At a Tuesday press conference, Chair of the Assembly Higher Education Committee, Assemblymember Jose Medina stated that the audit findings reinforce already widely held concerns over the growing rate of nonresident students and what it means to California students. He is one of the authors of AB 1711, which seeks to cap the number of nonresidents that UC may enroll.
Commenting on findings that UC lowered the admission standard for nonresidents over a three-year period, which resulted in the admission of 16,000 with lower academic qualifications than the median for the residents who were admitted, Chair of the Joint Legislative Audit Committee, Assemblymember Freddie Rodriguez remarked, “What is most disturbing to me, as a Member, is how can we lower these standards for out-of-state students, to fill these spots that in-state students should be having?” To view results of the State Auditor’s investigation, click here. He announced at the press conference that he was calling an oversight hearing on the results of the audit for Wednesday (today) at the State Capitol.
UC chose to release its own report, which it calls “Straight Talk On Hot-Button Issues: UC Admissions, Finances and Transparency” (here), rather than simply answer to the findings. It disputes the State Auditor’s interpretation of a number of data points.

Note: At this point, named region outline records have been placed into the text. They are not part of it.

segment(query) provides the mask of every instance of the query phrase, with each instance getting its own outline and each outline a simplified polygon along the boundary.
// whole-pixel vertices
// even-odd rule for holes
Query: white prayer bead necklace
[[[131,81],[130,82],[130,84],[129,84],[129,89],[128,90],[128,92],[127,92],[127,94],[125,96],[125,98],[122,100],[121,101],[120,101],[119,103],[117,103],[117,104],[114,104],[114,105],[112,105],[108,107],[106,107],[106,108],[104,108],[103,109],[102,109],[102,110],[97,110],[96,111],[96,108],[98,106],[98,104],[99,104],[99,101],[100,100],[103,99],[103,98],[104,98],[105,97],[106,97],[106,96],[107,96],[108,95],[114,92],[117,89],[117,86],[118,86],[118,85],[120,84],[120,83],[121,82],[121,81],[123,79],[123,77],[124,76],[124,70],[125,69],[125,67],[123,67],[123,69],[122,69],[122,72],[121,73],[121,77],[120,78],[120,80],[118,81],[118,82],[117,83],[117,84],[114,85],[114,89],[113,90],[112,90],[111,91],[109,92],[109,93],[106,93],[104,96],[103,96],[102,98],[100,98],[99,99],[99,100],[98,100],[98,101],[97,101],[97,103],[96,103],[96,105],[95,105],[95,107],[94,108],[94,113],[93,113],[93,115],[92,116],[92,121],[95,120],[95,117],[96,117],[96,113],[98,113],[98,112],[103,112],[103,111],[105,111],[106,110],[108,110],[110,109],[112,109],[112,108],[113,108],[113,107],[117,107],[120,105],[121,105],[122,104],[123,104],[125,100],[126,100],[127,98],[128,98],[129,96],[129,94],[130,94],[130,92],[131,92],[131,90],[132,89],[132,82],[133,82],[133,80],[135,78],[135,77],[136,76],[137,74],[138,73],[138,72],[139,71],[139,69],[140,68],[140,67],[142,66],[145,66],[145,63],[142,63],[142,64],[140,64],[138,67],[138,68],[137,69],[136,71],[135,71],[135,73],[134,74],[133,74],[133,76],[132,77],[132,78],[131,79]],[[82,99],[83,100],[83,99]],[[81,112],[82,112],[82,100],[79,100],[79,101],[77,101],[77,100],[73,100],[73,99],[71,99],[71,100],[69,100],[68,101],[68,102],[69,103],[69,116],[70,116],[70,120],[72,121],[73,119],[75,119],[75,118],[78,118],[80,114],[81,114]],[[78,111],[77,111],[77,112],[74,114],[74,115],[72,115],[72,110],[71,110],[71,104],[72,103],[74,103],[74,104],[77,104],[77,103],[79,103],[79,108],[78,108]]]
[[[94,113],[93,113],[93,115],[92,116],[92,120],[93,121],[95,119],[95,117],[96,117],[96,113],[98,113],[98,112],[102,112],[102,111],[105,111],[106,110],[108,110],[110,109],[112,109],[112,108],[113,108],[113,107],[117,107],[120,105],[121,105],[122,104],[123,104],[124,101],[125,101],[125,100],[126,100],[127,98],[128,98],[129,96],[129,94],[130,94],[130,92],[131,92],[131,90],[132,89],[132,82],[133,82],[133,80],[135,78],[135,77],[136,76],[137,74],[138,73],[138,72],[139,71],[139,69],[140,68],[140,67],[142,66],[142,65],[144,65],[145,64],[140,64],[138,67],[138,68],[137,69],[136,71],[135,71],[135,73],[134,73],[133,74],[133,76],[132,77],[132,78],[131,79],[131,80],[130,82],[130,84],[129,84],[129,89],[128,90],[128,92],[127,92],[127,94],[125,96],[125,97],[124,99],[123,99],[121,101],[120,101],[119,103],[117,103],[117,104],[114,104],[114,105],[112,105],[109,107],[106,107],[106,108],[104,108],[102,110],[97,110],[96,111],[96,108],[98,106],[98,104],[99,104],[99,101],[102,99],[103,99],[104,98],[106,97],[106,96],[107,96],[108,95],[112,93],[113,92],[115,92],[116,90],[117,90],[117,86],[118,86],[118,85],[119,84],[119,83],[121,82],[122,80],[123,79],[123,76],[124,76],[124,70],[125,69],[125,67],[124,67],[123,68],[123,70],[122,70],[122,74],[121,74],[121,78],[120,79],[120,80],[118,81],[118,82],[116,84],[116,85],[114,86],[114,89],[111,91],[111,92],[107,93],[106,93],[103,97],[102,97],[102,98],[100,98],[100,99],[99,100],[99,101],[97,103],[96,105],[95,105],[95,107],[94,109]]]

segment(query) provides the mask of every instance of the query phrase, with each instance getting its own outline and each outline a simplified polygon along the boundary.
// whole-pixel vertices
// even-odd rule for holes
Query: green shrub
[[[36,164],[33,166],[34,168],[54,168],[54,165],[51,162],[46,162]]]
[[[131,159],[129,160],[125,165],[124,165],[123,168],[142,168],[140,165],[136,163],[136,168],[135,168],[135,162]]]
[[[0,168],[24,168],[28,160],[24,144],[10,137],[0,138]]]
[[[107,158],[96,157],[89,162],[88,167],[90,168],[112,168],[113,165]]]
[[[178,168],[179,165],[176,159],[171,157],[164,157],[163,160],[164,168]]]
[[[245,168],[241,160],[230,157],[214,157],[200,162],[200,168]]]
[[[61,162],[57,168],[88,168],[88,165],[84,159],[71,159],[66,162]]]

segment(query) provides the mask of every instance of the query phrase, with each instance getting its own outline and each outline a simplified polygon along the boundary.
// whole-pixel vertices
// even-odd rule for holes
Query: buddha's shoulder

Among the policies outlined in the report, the University maintains that every California high school student applicant and community college transfer applicant who meet its admission eligibility criteria are accepted to one of its campuses. It also states that for the coming school year UC will enroll 5,000 more in-state resident undergraduates than it did in 2014-15 as well as an additional 5,000 California undergraduates the following two years. UC, which currently handles the admission of California students independently from out-of-state student enrollment, claims that, as the latter group generally pays triple the tuition costs, those proceeds support the University’s ability to provide quality academic programs and services for all students.